Kate Winslet i Leonardo DiCaprio już zawsze będą utożsamiani ze swoimi rolami Rose i Jacka z Titanica. Choć oboje aktorzy mają na swoim koncie wiele doskonałych ról, te z melodramatu z 1997 roku szczególnie zapadły w pamięć fanom z całego świata - Titanic to do dziś ulubiony film wielu widzów. A Kate i Leo chyba zdążyli się już do tego przyzwyczaić.
Był jednak czas, gdy Titanic wzbudzał tak wielkie emocje, że sami odtwórcy głównych ról nie razili sobie z nieoczekiwaną sławą. Było też wiele wspaniałych momentów - o jednym z nich opowiedziała Kate Winslet.
Tak Kate Winslet żyła po Titanicu
W jednym z ostatnich wywiadów Kate Winslet wspomniała o najbardziej niezwykłym spotkaniu z fanem Titanica, jakiego doświadczyła.

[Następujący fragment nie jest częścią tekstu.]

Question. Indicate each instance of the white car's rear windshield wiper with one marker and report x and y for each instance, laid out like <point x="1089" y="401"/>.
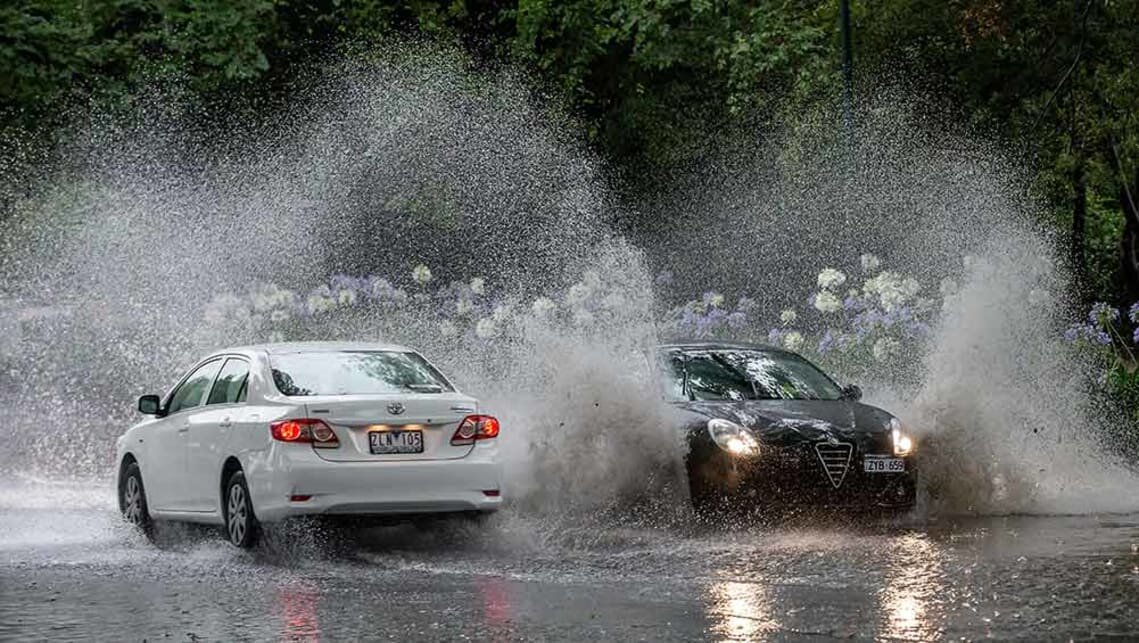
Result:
<point x="425" y="387"/>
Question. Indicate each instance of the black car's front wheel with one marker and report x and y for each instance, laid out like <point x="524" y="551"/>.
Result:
<point x="242" y="526"/>
<point x="132" y="500"/>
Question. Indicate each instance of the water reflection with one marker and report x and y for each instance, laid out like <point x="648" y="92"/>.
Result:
<point x="914" y="580"/>
<point x="496" y="599"/>
<point x="742" y="610"/>
<point x="296" y="607"/>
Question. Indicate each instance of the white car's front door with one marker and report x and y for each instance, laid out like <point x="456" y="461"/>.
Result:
<point x="183" y="414"/>
<point x="210" y="429"/>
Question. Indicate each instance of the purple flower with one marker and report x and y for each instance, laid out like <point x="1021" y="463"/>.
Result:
<point x="1103" y="314"/>
<point x="1072" y="334"/>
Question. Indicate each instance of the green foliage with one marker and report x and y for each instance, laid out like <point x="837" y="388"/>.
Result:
<point x="647" y="73"/>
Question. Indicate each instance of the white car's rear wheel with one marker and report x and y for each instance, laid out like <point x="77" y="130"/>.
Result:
<point x="242" y="526"/>
<point x="132" y="500"/>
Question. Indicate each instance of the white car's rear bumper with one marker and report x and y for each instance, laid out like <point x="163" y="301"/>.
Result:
<point x="278" y="486"/>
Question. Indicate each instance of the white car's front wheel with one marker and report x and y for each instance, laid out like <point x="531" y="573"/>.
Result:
<point x="132" y="500"/>
<point x="242" y="526"/>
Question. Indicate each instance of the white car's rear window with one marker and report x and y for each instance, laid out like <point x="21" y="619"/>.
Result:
<point x="354" y="372"/>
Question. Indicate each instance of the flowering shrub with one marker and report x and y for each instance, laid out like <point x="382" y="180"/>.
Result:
<point x="374" y="306"/>
<point x="1103" y="332"/>
<point x="873" y="323"/>
<point x="850" y="324"/>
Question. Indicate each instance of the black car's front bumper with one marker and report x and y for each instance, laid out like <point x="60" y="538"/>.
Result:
<point x="796" y="476"/>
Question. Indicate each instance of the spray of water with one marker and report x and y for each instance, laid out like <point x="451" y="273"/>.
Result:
<point x="112" y="277"/>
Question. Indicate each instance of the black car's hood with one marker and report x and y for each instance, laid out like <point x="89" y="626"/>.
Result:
<point x="781" y="422"/>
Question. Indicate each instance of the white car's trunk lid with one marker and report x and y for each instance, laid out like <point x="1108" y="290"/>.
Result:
<point x="435" y="415"/>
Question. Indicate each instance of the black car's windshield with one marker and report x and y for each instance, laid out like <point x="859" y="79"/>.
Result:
<point x="729" y="373"/>
<point x="332" y="372"/>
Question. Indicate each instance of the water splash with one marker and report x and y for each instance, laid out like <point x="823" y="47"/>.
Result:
<point x="410" y="158"/>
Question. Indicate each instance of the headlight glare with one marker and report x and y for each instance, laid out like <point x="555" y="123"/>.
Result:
<point x="732" y="437"/>
<point x="903" y="444"/>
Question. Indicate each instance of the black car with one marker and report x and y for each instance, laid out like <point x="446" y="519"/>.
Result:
<point x="768" y="429"/>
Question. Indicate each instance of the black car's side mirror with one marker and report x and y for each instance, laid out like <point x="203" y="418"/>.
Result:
<point x="150" y="405"/>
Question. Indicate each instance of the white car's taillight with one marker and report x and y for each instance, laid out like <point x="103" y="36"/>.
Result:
<point x="474" y="428"/>
<point x="314" y="431"/>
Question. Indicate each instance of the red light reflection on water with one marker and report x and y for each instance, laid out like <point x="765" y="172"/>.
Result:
<point x="296" y="606"/>
<point x="496" y="595"/>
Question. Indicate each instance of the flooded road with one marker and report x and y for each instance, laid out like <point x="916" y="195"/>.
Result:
<point x="70" y="569"/>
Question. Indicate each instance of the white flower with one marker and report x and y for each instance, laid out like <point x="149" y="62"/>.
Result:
<point x="485" y="328"/>
<point x="613" y="301"/>
<point x="911" y="286"/>
<point x="320" y="304"/>
<point x="542" y="306"/>
<point x="478" y="286"/>
<point x="579" y="293"/>
<point x="891" y="289"/>
<point x="826" y="302"/>
<point x="793" y="340"/>
<point x="448" y="329"/>
<point x="420" y="274"/>
<point x="869" y="262"/>
<point x="830" y="278"/>
<point x="885" y="348"/>
<point x="1038" y="296"/>
<point x="262" y="302"/>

Titanic był wszędzie. Kilka lat po nim wyjechałam do Indii. Szłam u podnóża Himalajów, tylko ja z plecakiem na plecach, gdy podszedł do mnie mężczyzna z laską - musiał mieć 85 lat i był ślepy na jedno oko. Spojrzał na mnie i powiedział: "Ty - Titanic". Powiedziałam, że tak, a on położył dłoń na swoim sercu i powiedział: "Dziękuję". Rozpłakałam się. To naprawdę pomogło mi zrozumieć, ile ten film dał ludziom.
- powiedziała aktorka.
Jestem bardzo dumna z Titanica. Ale ten ogromny sukces oznaczał, że prowadziłam publiczne życie, na co nie byłam ani trochę przygotowana. Nagle ludzie na mnie patrzyli i mówili o mnie. Czytałam i słyszałam o sobie rzeczy, które nie były prawdą.
- dodała.
Titanic dał jednak Kate Winslet jeszcze jedną, wspaniałą rzecz - przyjaźń z Leonardo DiCaprio. Aktorzy przyjaźnią się niezmiennie od lat i nigdy nie szczędzą sobie wzajemnie ciepłych słów.